Meta reveals four new MTIA chips built for AI inference

Meta today announced four successive generations of its in-house Meta Training and Inference Accelerator (MTIA) chips, all developed in partnership with Broadcom and scheduled for deployment within the next two years. “We’ve developed a competitive strategy for MTIA by prioritizing rapid, iterative development, reads Meta’s press release, along with an inference-first focus and frictionless adoption by building natively on industry standards.

Go deeper with TH Premium: Chipmaking

The four new chips are MTIA 300, 400, 450, and 500. MTIA 300 is already in production for ranking and recommendations training, while 400 is currently in lab testing ahead of data center deployment. MTIA 450 and 500 are targeted at AI inference and are scheduled for mass deployment in early 2027 and later in 2027, respectively. According to Meta's technical blog, from MTIA 300 through to MTIA 500, HBM bandwidth increases 4.5 times, and compute FLOPs increase 25 times.

Meta says MTIA 450 doubles the HBM bandwidth of MTIA 400, describing it as “much higher than that of existing leading commercial products,” or, in other words, Nvidia’s H100 and H200. MTIA 500 then adds another 50% HBM bandwidth on top of 450, along with up to 80% more HBM capacity. Indeed, it’s HBM bandwidth and not raw FLOPs that are the main bottleneck during the decode phase of transformer inference, and mainstream GPUs are architected to maximize FLOPs for large-scale pre-training. This means they carry a cost and power overhead that Meta says is unnecessary for inference workloads.

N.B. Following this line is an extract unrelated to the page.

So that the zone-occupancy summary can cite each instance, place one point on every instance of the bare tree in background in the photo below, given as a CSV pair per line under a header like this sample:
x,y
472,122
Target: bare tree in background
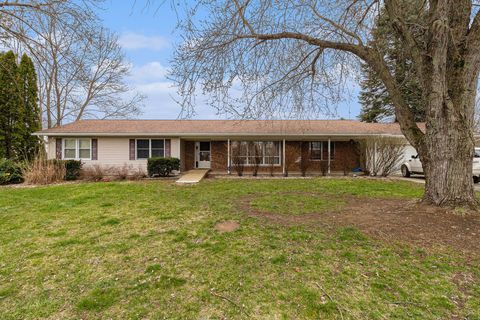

Swipe to scroll horizontally

Row 0 - Cell 0	MTIA 300	MTIA 400	MTIA 450	MTIA 500
Workload Focus	R&R Training	General	AI Inference	AI Inference
Module TDP	800 W	1,200 W	1,400 W	1,700 W
HBM Bandwidth	6.1 TB/s	9.2 TB/s	18.4 TB/s	27.6 TB/s
HBM Capacity	216 GB	288 GB	288 GB	384-512 GB
MX4 Performance	-	12 PFLOPS	21 PFLOPS	30 PLOPS
FP8/MX8 Performance	1.2 PFLOPS	6 PFLOPS	7 PFLOPS	10 PFLOPS
BF16 Performance	0.6 PLOPS	3 PFLOPS	3.5 PFLOPS	5 PFLOPS

Meta's approach also includes hardware acceleration for FlashAttention and mixture-of-experts feed-forward network computation, plus custom low-precision data types co-designed for inference. MTIA 450 supports MX4, delivering six times the MX4 FLOPs of FP16/BF16, with mixed low-precision computation that avoids the software overhead of data type conversion.

In terms of eventual deployment, MTIA 400, 450, and 500 will all use the same chassis, rack, and network infrastructure, meaning each new chip generation drops into the existing physical footprint for easy interchange. It’s this modularity, Meta says, that’s behind MTIA’s roughly six-month chip cadence, which itself is much faster than the industry’s typical one-to-two year cycle.

The software stack runs natively on PyTorch, vLLM, and Triton, with support for torch.compile and torch.export so that production models can be deployed simultaneously on both GPUs and MTIA without MTIA-specific rewrites. Meta said it has already deployed hundreds of thousands of MTIA chips across its apps for inference on organic content and ads.

All this comes just two weeks after Meta disclosed a long-term, $100 billion AI infrastructure agreement with AMD, suggesting that there’s a broader effort at play to reduce dependence on Nvidia across different parts of Meta’s AI stack while keeping MTIA at the core of inference workloads.